Being a good storyteller is a great trait to have if you are working in TV news. We all need to be able to tell stories to succeed in this business. The one thing we can’t do is tell stories to ourselves.

Most of us have an inner commentary about our lives that is constantly playing out in our minds. The stories can be pretty simple.

You can have a story in your head about how the news director doesn’t like you. Your story could be about how other anchors are favored and given more reads and relevant assignments. You may have a story about why you are stuck on the weekends when others keep jumping ahead of you to Monday-Friday shifts. We all do this and many of us don’t realize it.

The problem with these mental stories is they are not often backed up by actual facts and they can affect your happiness.

Does your news director really dislike you or is it just a matter of her not paying you enough attention? I’ve seen reporters go into a complete tailspin when a news director failed to compliment a story.

Do you think she didn’t like it? What if I never get another good assignment? What if I never get another good assignment and then never move to a bigger market? Is my career over?! My career is probably over!!!

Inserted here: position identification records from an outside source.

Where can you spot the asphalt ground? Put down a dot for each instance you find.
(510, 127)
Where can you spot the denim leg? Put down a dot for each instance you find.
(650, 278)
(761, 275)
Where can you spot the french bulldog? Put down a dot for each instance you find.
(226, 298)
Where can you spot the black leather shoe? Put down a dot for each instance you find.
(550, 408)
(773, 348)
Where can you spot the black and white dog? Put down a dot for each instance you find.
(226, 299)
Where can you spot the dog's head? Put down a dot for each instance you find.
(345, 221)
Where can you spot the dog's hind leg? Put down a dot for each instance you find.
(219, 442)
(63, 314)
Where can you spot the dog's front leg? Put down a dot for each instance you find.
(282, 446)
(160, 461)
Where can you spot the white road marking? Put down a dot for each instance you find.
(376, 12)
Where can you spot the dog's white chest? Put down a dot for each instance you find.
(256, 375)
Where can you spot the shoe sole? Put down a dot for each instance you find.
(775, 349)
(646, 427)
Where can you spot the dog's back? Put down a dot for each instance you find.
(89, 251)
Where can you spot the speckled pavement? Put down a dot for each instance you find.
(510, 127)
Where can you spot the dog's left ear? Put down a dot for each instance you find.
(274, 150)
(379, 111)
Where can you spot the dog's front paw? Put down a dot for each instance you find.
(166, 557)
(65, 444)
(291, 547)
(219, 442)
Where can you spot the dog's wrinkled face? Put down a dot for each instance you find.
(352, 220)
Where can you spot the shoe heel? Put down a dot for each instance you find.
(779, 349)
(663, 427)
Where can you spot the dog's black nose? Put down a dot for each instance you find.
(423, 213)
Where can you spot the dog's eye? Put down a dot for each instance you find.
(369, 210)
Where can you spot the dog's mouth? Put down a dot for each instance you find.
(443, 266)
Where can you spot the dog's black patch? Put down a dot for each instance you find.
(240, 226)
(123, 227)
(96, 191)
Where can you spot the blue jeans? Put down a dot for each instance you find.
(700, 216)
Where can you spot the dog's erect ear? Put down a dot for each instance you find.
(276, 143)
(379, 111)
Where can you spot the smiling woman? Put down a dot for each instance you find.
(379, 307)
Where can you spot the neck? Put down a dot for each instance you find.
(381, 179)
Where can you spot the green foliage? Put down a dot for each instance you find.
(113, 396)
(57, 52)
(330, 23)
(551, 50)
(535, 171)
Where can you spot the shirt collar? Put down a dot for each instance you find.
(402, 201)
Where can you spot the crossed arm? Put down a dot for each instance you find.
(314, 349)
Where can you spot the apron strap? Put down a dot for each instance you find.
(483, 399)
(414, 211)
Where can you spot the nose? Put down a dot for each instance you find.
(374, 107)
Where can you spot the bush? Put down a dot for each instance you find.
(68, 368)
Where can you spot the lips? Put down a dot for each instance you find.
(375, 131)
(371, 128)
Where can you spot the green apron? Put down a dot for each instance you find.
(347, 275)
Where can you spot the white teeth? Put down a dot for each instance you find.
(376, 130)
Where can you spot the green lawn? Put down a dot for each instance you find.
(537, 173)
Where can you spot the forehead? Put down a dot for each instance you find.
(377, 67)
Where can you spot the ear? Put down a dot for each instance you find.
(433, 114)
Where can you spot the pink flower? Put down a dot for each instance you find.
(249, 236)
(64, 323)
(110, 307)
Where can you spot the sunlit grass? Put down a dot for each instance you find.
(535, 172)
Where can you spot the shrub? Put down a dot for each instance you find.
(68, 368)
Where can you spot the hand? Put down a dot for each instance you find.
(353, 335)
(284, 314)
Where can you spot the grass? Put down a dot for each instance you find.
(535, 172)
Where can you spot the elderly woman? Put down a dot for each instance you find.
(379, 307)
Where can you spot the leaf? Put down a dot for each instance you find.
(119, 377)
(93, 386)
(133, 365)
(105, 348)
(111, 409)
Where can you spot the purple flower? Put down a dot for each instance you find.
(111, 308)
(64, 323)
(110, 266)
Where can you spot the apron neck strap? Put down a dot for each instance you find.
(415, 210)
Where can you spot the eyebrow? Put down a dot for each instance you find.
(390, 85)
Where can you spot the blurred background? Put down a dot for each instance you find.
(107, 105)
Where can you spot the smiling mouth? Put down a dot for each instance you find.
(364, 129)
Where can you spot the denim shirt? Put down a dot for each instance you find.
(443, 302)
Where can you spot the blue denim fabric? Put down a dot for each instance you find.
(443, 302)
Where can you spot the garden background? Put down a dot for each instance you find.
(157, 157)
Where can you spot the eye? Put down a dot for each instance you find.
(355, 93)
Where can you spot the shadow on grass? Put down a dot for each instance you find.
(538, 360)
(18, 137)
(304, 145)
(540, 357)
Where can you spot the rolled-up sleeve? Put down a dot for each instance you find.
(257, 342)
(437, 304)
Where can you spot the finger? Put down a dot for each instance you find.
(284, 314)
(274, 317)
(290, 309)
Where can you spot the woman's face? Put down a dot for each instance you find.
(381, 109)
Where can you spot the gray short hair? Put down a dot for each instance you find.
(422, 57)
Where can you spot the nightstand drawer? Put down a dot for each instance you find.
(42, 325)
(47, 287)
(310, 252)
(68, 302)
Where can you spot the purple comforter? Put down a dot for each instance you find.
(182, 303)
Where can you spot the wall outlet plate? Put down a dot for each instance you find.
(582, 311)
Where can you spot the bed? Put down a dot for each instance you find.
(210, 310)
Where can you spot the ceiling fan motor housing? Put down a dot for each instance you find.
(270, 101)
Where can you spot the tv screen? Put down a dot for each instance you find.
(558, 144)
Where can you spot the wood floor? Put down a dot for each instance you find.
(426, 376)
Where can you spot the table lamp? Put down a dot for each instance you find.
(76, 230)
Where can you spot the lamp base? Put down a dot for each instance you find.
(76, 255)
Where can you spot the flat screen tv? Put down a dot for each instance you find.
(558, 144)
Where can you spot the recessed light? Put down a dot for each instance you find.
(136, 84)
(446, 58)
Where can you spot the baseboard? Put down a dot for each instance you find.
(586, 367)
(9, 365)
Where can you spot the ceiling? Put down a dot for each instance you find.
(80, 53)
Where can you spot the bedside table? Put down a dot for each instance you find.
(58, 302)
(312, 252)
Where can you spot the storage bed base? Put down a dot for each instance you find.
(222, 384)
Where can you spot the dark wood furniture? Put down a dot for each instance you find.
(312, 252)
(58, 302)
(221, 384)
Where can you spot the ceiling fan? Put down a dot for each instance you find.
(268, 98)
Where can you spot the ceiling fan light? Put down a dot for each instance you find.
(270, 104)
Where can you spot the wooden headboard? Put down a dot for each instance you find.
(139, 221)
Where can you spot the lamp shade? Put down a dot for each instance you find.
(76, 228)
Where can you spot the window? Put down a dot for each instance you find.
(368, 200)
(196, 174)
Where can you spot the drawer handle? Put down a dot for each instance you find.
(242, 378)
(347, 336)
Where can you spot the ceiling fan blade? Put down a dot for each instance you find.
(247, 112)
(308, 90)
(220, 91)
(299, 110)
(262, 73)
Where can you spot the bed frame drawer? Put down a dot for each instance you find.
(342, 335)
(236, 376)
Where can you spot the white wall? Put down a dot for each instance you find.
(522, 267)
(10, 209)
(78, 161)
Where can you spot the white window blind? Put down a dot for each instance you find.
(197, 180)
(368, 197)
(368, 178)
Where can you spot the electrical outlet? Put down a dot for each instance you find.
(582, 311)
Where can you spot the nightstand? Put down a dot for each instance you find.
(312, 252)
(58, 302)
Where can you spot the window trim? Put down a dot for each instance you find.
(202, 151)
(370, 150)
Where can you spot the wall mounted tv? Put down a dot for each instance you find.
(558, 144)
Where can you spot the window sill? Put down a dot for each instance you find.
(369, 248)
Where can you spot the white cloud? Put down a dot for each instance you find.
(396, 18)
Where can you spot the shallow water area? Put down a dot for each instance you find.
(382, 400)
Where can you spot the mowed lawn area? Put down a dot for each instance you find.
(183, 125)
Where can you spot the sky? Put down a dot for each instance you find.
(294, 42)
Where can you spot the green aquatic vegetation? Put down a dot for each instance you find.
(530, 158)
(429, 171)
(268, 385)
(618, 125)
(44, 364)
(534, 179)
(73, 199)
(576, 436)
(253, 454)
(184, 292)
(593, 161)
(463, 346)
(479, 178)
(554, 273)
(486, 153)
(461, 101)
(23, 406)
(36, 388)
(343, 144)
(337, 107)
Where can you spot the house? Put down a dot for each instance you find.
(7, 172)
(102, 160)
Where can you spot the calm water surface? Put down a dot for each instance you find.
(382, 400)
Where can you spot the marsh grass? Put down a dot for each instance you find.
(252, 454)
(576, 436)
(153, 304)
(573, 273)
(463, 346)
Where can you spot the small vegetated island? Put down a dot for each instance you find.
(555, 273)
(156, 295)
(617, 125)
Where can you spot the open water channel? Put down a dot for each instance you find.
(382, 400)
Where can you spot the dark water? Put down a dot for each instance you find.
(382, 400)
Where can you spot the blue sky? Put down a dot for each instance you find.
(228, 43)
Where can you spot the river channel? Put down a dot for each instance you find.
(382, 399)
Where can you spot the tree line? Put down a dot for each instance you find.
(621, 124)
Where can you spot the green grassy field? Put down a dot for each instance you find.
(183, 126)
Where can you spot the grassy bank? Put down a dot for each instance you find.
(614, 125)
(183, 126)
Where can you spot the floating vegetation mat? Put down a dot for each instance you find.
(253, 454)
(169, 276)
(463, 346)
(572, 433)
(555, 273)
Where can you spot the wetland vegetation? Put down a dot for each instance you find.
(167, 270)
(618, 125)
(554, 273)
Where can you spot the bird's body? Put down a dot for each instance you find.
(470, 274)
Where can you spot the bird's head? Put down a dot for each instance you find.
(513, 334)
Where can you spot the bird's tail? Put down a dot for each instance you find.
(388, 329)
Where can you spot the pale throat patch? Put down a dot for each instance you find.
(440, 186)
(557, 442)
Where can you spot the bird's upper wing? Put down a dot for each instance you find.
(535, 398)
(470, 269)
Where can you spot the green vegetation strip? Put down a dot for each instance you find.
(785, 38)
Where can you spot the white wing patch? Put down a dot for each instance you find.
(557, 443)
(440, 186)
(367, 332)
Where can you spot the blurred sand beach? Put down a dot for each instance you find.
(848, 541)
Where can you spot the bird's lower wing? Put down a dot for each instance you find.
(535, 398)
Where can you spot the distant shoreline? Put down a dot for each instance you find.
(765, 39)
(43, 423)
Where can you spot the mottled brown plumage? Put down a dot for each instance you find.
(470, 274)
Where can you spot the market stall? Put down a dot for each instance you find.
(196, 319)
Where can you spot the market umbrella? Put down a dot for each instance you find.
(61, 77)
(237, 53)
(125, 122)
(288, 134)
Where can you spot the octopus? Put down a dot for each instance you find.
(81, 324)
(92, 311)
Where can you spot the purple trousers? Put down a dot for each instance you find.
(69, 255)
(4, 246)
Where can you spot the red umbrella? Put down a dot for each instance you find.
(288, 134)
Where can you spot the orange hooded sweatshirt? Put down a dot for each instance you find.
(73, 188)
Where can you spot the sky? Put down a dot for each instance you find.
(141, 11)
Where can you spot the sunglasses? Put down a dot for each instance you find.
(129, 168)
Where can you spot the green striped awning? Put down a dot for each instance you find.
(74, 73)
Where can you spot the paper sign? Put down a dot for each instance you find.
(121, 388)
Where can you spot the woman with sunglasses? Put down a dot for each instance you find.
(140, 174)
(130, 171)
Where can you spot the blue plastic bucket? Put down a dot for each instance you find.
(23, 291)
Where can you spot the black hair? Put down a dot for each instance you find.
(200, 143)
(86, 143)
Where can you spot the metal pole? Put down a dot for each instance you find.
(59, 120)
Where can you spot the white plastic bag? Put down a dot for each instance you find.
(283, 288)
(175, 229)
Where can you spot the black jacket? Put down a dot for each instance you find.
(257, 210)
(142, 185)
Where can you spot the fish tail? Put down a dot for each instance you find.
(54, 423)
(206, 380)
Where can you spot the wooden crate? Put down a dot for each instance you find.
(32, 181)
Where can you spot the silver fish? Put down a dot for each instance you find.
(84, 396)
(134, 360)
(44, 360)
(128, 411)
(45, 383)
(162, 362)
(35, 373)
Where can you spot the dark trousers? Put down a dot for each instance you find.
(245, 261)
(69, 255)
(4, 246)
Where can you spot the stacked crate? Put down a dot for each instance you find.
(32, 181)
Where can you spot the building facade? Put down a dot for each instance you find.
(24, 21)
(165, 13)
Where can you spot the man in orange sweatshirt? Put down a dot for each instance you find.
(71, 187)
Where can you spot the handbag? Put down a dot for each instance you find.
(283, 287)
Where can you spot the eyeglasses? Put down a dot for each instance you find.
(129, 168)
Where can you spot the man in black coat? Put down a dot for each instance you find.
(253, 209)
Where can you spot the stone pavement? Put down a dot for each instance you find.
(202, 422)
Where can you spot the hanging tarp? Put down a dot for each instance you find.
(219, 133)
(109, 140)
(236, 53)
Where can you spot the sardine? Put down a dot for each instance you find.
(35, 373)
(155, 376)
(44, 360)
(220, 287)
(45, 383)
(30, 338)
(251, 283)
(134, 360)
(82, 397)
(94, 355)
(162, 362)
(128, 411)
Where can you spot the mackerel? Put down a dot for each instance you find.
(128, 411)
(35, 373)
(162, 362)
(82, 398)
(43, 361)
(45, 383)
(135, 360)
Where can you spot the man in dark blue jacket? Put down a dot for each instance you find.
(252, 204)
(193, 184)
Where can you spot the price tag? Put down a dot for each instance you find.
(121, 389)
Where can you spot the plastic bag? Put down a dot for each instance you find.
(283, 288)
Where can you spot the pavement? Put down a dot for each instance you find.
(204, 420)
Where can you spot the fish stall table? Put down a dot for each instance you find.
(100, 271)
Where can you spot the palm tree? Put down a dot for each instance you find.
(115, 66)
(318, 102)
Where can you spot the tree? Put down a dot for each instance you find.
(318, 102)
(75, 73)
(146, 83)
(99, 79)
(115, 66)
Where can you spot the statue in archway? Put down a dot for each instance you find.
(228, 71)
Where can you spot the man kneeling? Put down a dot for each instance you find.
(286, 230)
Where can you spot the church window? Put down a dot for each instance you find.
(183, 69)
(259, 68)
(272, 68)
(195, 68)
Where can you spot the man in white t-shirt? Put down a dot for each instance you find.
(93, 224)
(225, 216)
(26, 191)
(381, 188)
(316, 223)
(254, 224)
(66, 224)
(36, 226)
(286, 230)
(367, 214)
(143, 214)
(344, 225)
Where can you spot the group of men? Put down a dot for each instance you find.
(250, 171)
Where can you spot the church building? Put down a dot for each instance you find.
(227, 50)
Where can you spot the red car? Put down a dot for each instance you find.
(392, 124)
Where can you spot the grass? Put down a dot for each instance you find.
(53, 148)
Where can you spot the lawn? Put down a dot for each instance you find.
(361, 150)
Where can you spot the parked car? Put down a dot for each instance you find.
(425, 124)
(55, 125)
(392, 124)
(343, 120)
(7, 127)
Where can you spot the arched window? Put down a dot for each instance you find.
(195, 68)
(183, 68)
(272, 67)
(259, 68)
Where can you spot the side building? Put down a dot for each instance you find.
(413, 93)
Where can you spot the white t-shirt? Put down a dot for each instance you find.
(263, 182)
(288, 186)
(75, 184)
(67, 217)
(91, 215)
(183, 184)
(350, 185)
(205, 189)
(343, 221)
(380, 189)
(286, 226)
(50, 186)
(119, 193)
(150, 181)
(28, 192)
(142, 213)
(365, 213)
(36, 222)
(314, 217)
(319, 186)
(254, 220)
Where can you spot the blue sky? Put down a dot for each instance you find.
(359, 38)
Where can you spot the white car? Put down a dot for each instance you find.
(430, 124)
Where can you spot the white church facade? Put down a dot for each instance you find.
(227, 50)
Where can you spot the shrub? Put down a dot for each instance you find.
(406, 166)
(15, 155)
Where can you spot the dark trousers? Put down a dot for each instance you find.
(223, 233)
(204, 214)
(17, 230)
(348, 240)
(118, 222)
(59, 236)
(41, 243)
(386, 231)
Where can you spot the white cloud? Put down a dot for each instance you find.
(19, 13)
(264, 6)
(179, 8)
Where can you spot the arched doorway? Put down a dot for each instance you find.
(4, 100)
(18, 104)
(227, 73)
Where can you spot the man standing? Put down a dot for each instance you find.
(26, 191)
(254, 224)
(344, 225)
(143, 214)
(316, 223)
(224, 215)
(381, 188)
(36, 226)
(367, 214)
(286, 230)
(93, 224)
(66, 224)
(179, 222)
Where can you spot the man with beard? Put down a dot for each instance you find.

The reporter is taking a story and running with it without the basic facts. I assure you, if the ND didn’t say anything about your story, that’s because it was fine and it met expectations. Or she didn’t even see it because she was stuck in a budget meeting and wasn’t watching the newscast. If you knew these facts you would likely feel foolish about the massive story you’ve been telling yourself.

The key is to recognize when you get lost in what is truly storytelling in your brain. When you recognize it you should try to identify the actual facts. You are a journalist, so presumably you can tell the difference between fact and fiction…I hope!

Once you recognize the facts, it’s easier to stop the story.

 

“Nothing fools you better than the lie you tell yourself.”
-Teller, Magician

 

Most of the time when you stop the story, you can relax. If you can’t relax then you should try to explore the facts. Ask your news director for a meeting to discuss the PKG she didn’t seem to notice. This meeting will be a lot more productive than if you start crying 4 months later and ask your ND why she “hates you.”

If you are stuck on weekends, explore the facts. Is it because your boss thinks you like weekends and you seem happy? Is it because your boss thinks you need to improve? Is it because the person who jumped to a M-F gig actually makes less money and is not as valuable? Ask questions to get facts instead of coming up with your own story about what is probably happening.

This is a hard skill to learn but it’s helpful. Try to get a better grasp of what is going on in your brain and save the storytelling for the newscast.